Phil Hellmuth, 51, has been a professional poker player for three decades and used to play in high stakes cash games in Minneapolis in the mid-1980s, a time at which he says the area had a vibrant poker scene. The Madison, Wis., native will return to the Midwest next week for a Poker Night in America tour stop at Canterbury Park.

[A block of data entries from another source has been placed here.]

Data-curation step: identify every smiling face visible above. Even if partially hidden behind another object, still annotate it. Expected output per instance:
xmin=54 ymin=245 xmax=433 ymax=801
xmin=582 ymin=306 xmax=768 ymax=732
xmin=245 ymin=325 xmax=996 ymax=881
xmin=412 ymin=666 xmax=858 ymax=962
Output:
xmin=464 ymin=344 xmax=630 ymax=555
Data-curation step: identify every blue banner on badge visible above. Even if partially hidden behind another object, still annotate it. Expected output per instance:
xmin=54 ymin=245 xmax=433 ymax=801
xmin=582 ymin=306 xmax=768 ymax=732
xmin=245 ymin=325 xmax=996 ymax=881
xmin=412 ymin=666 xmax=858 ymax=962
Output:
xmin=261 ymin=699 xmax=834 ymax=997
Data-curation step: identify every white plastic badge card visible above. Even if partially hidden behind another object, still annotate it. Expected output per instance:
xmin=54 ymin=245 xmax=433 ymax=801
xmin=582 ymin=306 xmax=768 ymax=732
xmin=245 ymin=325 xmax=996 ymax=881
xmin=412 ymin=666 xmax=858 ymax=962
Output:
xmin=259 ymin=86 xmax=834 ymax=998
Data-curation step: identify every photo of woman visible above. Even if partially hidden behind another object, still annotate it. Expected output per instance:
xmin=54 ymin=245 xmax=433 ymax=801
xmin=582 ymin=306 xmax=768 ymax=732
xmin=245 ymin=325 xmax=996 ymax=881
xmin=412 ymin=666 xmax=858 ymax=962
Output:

In advance of that, Hellmuth chatted with the Star Tribune's Michael Rand:

Q You dropped out of the University of Wisconsin to be a professional poker player. What was the reaction of people around you at the time?

A [laughs] Well, my dad almost killed me. You have to understand, he has a Ph.D., a J.D., an M.B.A. — more letters after his name than anyone I've ever heard of. And imagine: I'm the oldest of five kids. I was supposed to set the course for education, and it didn't work out that way. But I will say this in my defense: My brothers and sisters did well. They have Ph.Ds and J.D.s and all that stuff. But I'm the only one who spoke at Oxford. I called my dad to tell him that. Life is full of twists.

Q You won the World Series of Poker main event in 1989. What did that do to validate your course?

A In 1987, I wrote a goal sheet. I didn't want to waste my life. I'd dropped out of college, and there was a lot of pressure from my parents. I decided, "If you're going to do this, you're going to become the best in the world at this." It wasn't a popular thing to be a professional poker player in the '80s. One of my lifetime goals was to win the main event. … And I had five or six other lifetime goals: Meet and marry an amazing woman, buy a beautiful house, some more simple stuff. And it seems like all of those goals kind of hit.

Q The big poker craze hit around 10 to 15 years ago. Guys like you became mainstream celebrities. What was that period of time like?

A It feels like it's crazy everywhere I go. I'm signing autographs, taking pictures, ever since 2004, and it seems like it's getting worse. I'm pretty tall, and I'm always dressed in black. Maybe I'm a little more easily recognizable because of my physical characteristics. It's not always simple and easy. But I have a philosophy: You wanted to become rich and famous, and you did. So shut up and sign all the autographs.

Q Does poker on TV make it seem like far less of a grind than it really is?

A What you see on a lot of televised poker is highlight-reel poker. That's why I used to like "Poker After Dark" so much. It used to catch us playing almost every single hand. … It is more of a grind than people think. And then you get kids who come along and make a quick million, 2 million, 5 million. And then they get too cocky and they start saying, "Oh, I'm better than Phil Hellmuth." They single me out for some reason. A lot of those guys who said that in 2004 or 2005, I didn't hear about by 2006.

Q If you have one piece of advice to help an average poker player improve his or her game, what would it be?

A Patience. My number one thing for amateurs is patience. They don't understand just how patient you have to be. … I don't want people to get slaughtered. I want them to learn. … Play patient until you develop a reading ability, until you can start adding levels to your game.